Mass of compound $$(X) = 2.0\;g$$. Under Carius halogen analysis bromine is converted to $$AgBr$$, so the moles of $$AgBr$$ produced equal the moles of $$Br$$ present.

Molar mass of $$AgBr = 108 + 80 = 188\;g\,mol^{-1}$$.

Moles of $$AgBr$$ obtained $$= \frac{3.36}{188} = 0.017872\;mol$$.

Since the ratio $$AgBr : Br$$ is $$1:1$$, moles of bromine in the sample are also $$0.017872\;mol$$.

Mass of bromine in the sample $$= 0.017872 \times 80 = 1.4298\;g$$.
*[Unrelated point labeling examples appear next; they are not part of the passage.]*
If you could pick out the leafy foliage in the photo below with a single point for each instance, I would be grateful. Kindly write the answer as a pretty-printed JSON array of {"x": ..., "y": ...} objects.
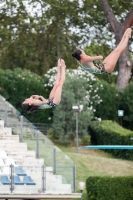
[
  {"x": 110, "y": 133},
  {"x": 109, "y": 188}
]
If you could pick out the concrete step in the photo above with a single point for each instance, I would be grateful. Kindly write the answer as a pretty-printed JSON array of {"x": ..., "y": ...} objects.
[
  {"x": 14, "y": 146},
  {"x": 24, "y": 154},
  {"x": 5, "y": 131},
  {"x": 28, "y": 162},
  {"x": 9, "y": 137},
  {"x": 1, "y": 123},
  {"x": 5, "y": 141}
]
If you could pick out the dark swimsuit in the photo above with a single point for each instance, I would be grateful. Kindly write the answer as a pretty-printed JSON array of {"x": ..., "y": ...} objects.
[
  {"x": 96, "y": 69},
  {"x": 50, "y": 104}
]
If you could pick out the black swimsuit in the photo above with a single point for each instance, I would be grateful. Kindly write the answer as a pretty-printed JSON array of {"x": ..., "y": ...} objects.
[{"x": 96, "y": 69}]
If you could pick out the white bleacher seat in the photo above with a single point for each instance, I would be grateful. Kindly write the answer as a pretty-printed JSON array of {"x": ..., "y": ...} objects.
[
  {"x": 2, "y": 162},
  {"x": 3, "y": 154},
  {"x": 9, "y": 161}
]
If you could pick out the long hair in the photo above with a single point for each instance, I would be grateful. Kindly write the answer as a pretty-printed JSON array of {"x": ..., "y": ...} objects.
[
  {"x": 29, "y": 108},
  {"x": 76, "y": 54}
]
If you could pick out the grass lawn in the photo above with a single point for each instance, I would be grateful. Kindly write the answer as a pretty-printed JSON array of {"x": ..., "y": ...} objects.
[{"x": 96, "y": 163}]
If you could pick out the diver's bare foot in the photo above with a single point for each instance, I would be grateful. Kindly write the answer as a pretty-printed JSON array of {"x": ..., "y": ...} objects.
[
  {"x": 128, "y": 32},
  {"x": 62, "y": 63},
  {"x": 59, "y": 63}
]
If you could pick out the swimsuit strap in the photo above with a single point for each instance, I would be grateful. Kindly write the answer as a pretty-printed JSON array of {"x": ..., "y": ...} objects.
[{"x": 50, "y": 102}]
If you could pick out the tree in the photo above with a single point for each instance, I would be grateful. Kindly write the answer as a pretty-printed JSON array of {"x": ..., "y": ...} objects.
[
  {"x": 74, "y": 93},
  {"x": 118, "y": 27}
]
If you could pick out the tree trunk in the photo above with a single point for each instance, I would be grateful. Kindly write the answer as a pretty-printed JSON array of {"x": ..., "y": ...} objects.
[{"x": 125, "y": 63}]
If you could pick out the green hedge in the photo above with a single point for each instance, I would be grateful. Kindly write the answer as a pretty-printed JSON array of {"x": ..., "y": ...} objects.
[
  {"x": 109, "y": 188},
  {"x": 111, "y": 133}
]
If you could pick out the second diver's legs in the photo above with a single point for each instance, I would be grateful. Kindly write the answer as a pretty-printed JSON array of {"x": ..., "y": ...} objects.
[
  {"x": 112, "y": 58},
  {"x": 52, "y": 93},
  {"x": 58, "y": 92}
]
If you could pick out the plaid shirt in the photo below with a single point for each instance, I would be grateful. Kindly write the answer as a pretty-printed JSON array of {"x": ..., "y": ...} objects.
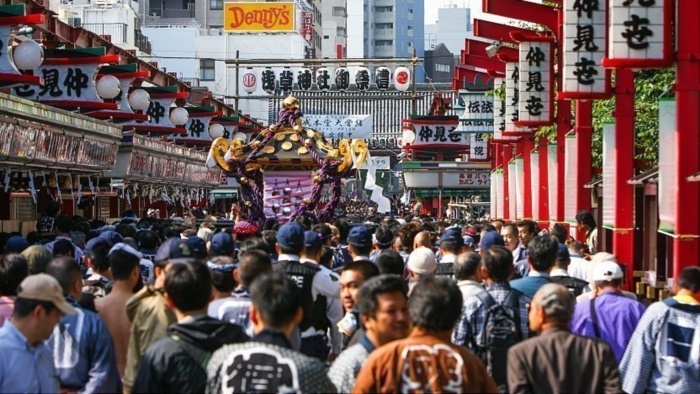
[
  {"x": 471, "y": 322},
  {"x": 662, "y": 354}
]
Percentage of bromine $$= \frac{1.4298}{2.0}\times100 = 71.49\%$$.

Percentage of carbon is given as $$26.7\%$$, so mass of carbon in the sample $$= 0.267 \times 2.0 = 0.534\;g$$.

Moles of carbon $$= \frac{0.534}{12} = 0.0445\;mol$$.

The remaining mass is hydrogen: $$2.0 - 0.534 - 1.4298 = 0.0362\;g$$.

Moles of hydrogen $$= 0.0362\;mol$$ (atomic mass of $$H = 1$$).

Now write the mole ratio:

$$C : H : Br = 0.0445 : 0.0362 : 0.017872$$.

Divide by the smallest value $$0.017872$$:

$$C : H : Br = 2.49 : 2.03 : 1$$.

These are very close to $$2.5 : 2 : 1$$. Multiply each by $$2$$ to clear the fractional $$0.5$$ and obtain the simplest integer ratio:

$$C : H : Br = 5 : 4 : 2$$.

Therefore the empirical formula of the bromo-hydrocarbon is $$C_5H_4Br_2$$.

Hence, the total number of carbon atoms present in the empirical formula is 5.